- Authors: Release Managers
- Date: November 2016
- Version: 1.0.0
For the sake of our users, we classify some of the issues found in PHP as “security issues”. This document is intended to explain which issues are thus classified, how we handle those issues and how to report them.
We classify as security issues bugs that:
- allow users to execute unauthorized actions
- cross security boundaries
- access data that is not intended to be accessible
- severely impact accessibility or performance of the system
The purpose of this classification is to alert the users and the developers about the bugs that need to be prioritized in their handling.
We define three categories of security issues, by their severity, described below. Please note that this categorization is in many aspects subjective, so it ultimately relies on the judgement of the PHP developers.
These issues may allow:
- third party to compromise any, or most installations of PHP
- the execution of arbitrary code
- disabling the system completely
- access to any file a local PHP user can access.
The issue can be triggered on any, or on most typical installations, and does not require exotic and non-recommended settings to be triggered.
This category also includes issues that can be triggered in code or functions known to be frequently used (session, json, mysql, openssl, etc.) during typical usage, and that require settings or configurations that may not be strictly the best practice, but are commonly used.
This category also may include issues that require special code or code pattern if such code or pattern is present in many popular libraries.
This kind of issues usually requires a CVE report.
These issues may have the same potential to compromise an installation as a high severity issue, but may also require:
- an extension that is not commonly used
- a particular type of configuration that is used only in narrow specific circumstances
- relies on old version of a third-party library being used
- code, or patterns of code, that are known to be used infrequently
- code that is very old, or extremely uncommon (and so is used infrequently)
This kind of issues usually will have a CVE number, unless the required configuration is particularly exotic to the point it's not practically usable.
This issue allows theoretical compromise of security, but practical attack is usually impossible or extremely hard due to common practices or limitations that are virtually always present or imposed.
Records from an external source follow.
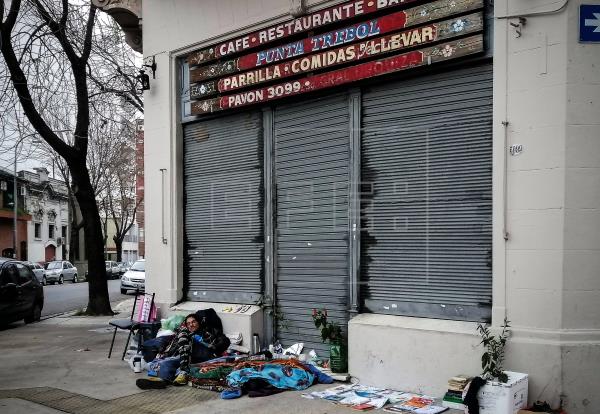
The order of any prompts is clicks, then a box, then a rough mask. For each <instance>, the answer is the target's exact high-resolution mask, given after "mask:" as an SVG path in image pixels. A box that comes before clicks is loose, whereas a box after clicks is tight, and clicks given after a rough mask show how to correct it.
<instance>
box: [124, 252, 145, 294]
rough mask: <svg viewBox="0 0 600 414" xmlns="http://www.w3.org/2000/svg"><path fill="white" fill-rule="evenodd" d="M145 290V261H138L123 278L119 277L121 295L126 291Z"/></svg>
mask: <svg viewBox="0 0 600 414" xmlns="http://www.w3.org/2000/svg"><path fill="white" fill-rule="evenodd" d="M145 289H146V261H145V260H144V259H140V260H138V261H137V262H135V263H134V264H133V265H132V266H131V267H130V268H129V270H128V271H127V272H125V274H124V275H123V276H121V293H122V294H123V295H125V294H126V293H127V291H128V290H139V291H144V290H145Z"/></svg>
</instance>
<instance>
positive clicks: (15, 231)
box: [13, 140, 21, 259]
mask: <svg viewBox="0 0 600 414" xmlns="http://www.w3.org/2000/svg"><path fill="white" fill-rule="evenodd" d="M20 142H21V140H19V141H17V143H16V144H15V164H14V170H13V173H14V174H13V259H16V258H17V148H19V143H20Z"/></svg>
This also includes problems with configuration, documentation, and other non-code parts of the PHP project that may mislead users, or cause them to make their system, or their code less secure.
Issues that can trigger unauthorized actions that do not seem to be useful for any practical attack can also be categorized as low severity.
Security issues, that are present only in unstable branches, belong to this category, too. Any branch that has no stable release, is per se not intended for the production use.
Low severity issues usually do not need to have CVE and may, at the discretion of the PHP developers, be disclosed publicly before the fix is released or available.
Not a security issue
We do not classify as a security issue any issue that:
- requires invocation of specific code, which may be valid but is obviously malicious
- requires invocation of functions with specific arguments, which may be valid but are obviously malicious
- requires specific actions to be performed on the server, which are not commonly performed, or are not commonly permissible for the user (uid) executing PHP
- requires privileges superior to that of the user (uid) executing PHP
- requires the use of debugging facilities - ex. xdebug, var_dump
- requires the use of settings not recommended for production - ex. error reporting to output
- requires the use of non-standard environment variables - ex. USE_ZEND_ALLOC
- requires the use of non-standard builds - ex. obscure embedded platform, not commonly used compiler
- requires the use of code or settings known to be insecure
High and medium severity fixes are merged into a security repository and merged before the release is tagged.
Low severity fixes are merged immediately after the fix is available and handled like all regular bugs are handled consequently. However, release managers may choose to pull those fixes into the RC branch after the branch is created, and also backport them into security-only release branch.
Q. How do I report a security issue?
A. Please report it on http://bugs.php.net, choosing type “Security”. This will automatically make it private. If for some reason you can not do that, or need to talk to somebody about a PHP security issue that is not exactly a bug report, please write to email@example.com.
Q. What do you consider a responsible disclosure?
A. Please report the issue as described above. Please communicate with the developers about when the fix will be released - usually it's the next monthly release after the bug was reported. Some issues can take longer. After the fix is released (releases usually happen on Thursday) please feel free to disclose the issue as you see fit.
Q. What if I think it's a security issue but developers disagree?
A. Please read the above and try to explain to us why it fits the description.
Q. What if developers still don't think it's a security issue?
A. We'll have to agree to disagree.
Q. The bug I submitted was classified as “not a security issue”, you don't believe it's real?
A. It has nothing to do with the bug being real or its importance to you. It just means it does not fit our specific definitions for issues that we will handle in a special way. We fix a lot of non-security bugs and pull requests are always welcome.
Q. But you classified bug #424242 as security issue, but not this one?!
A. Each bug usually has its aspects, if a short discussion does not yield agreement we'd rather do more fixing and less arguing.
Q. Do you pay bounties for security issues?
A. PHP is a volunteer project. We have no money, thus we can't pay them.